Recurrent (n = 25) | Nonrecurrent (n = 26) | |
---|---|---|
Male (%) | 72 | 31 |
Adjuvant therapy | 9 | 12 |
No adjuvant therapy | 16 | 14 |
Stage | ||
Ia/b | 8/8 | 6/14 |
IIa/b | 3/4 | 2/1 |
IIIa/b | 0/1 | 2/1 |
Collection Site | ||
Vanderbilt | 17 | 18 |
MD Anderson | 4 | 5 |
WashU | 3 | 4 |
RNA-Protein Correlation is Dependent on Tumor Recurrence Status in Lung Adenocarcinoma
We observed high correlation of mRNA measurements across patients, as well as high correlation of protein measurements across patients, indicating that the data generated from each site are suitable to be combined for analysis (Supplementary Fig. 2). Median mRNA-protein Spearman correlations were ρ = 0.07 in the WashU cohort (3004 genes compared) (Fig. 1A) and ρ = 0.17 in the Vanderbilt cohort (4656 genes compared) (Fig. 1B).

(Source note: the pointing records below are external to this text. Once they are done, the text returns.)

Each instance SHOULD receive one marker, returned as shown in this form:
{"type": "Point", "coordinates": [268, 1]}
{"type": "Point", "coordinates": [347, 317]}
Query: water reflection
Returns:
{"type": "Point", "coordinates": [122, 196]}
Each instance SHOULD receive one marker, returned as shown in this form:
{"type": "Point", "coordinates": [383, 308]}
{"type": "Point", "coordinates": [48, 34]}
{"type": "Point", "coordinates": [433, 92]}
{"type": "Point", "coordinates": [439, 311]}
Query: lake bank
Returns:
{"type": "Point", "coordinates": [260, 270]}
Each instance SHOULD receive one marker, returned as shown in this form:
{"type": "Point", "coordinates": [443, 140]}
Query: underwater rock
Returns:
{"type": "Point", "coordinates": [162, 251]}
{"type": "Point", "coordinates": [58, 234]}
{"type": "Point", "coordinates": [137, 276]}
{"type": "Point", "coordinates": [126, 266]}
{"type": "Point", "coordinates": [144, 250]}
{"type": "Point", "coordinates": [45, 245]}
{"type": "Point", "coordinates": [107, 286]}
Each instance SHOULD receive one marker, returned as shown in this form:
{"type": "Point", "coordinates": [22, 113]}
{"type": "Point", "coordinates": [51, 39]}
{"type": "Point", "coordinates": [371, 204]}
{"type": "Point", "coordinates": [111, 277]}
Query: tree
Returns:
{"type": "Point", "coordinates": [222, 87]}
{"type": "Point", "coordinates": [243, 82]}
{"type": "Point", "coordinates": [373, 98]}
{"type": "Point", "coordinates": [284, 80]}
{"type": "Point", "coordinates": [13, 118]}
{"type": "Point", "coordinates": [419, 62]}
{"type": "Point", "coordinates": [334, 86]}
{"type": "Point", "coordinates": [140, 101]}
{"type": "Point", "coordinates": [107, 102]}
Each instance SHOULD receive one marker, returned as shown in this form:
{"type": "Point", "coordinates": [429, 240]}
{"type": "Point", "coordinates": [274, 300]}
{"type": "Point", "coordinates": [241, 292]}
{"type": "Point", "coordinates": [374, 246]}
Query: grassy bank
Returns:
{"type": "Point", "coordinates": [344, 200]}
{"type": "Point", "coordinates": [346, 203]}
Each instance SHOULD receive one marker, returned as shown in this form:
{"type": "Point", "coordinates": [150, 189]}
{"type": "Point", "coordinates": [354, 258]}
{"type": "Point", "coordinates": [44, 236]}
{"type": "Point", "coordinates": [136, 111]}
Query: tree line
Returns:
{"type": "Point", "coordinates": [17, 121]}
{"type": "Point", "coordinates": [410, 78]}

These values are lower than those found in previous studies conducted in lung cancer (mean Spearman ρ = 0.34 and ρ < 0.4), colon and rectal (mean Spearman ρ = 0.47), breast (mean Pearson r = 0.39), and ovarian cancers (mean Spearman ρ = 0.45).12–14,26–27
Next, the pathway enrichments for low- and high-correlated genes were studied and found similar trends to those found in previous the cancer genome atlas studies. Interestingly, the mRNA splicing pathway, which is enriched for poor mRNA-protein correlation in colorectal, breast, and ovarian cancers, is enriched for high mRNA-protein correlation in lung adenocarcinoma (Supplementary Table 1). Aberrant splicing has recently been implicated in lung adenocarcinoma, and may contribute to the overall low mRNA-protein correlation seen in this study.28
Prior research has shown that the unexplained protein variability is not solely accounted for by technical noise, but also post-transcriptional regulation.7 As such, we sought to discover genes whose mRNA-protein correlation was dependent on the clinical outcome. mRNA and protein data were matched at the gene level and filtered by expression to obtain a set of 2286 paired RNA and protein measurements per lung adenocarcinoma patient (N = 51, See Materials and Methods for details). Globally, there is a significant difference between the mRNA-protein correlation of all genes in the recurrent group and in the nonrecurrent group (p < 10−16 Wilcoxon Rank sum test) (Fig. 1C). Overall, the genes we investigated were more highly correlated in the nonrecurrent tumors (Fig. 1C).
Synergistic Detection of RNA and Protein Dysregulation
We investigated the gene-level differences in mRNA-protein correlation and abundances with spearman correlation (Fig. 2A) and a 2D differential expression method (Fig. 2B). We show that the mRNA-protein correlation of individual genes can vary greatly between recurrent and nonrecurrent tumors (Fig. 2A). We hypothesized that mRNA-protein correlation itself may contain important information about the state of the cell. Poorly correlated mRNA and protein abundances may reflect post-transcriptional (splicing, microRNA, RNA localization, etc.) and post-translational (phosphorylation, ubiquitination, altered degradation, etc.) regulation. As such, differential correlation can be used to detect dysregulated genes in cancer, and necessitates the collection and analysis of large clinical cohorts with matched mRNA and protein data.
We found that genes can be differentially expressed independently at the mRNA and protein levels (Fig. 2B). Indeed, there is little overlap between genes that are differentially expressed at the mRNA and protein levels, including differential correlation (Fig. 2C) (differential expression p values are reported as uncorrected p values produced by the R package, npSeq, see Supplementary Methods).29 Were we to only use one data type, we would have found 66 differentially expressed proteins or 159 differentially expressed mRNAs; however, the inclusion of both allows us to generate 325 hypotheses of dysregulated genes. The numbers of differentially expressed proteins and mRNAs reported by npSeq are very low due to its stringency; however, we chose this nonparametric approach to minimize the chance of differential expression being driven by outliers. Outlier-driven differential expression is not as useful in biomarker development because it does not capture the behavior of an entire cohort. In addition, we observed high intragroup variability relative to intergroup variability.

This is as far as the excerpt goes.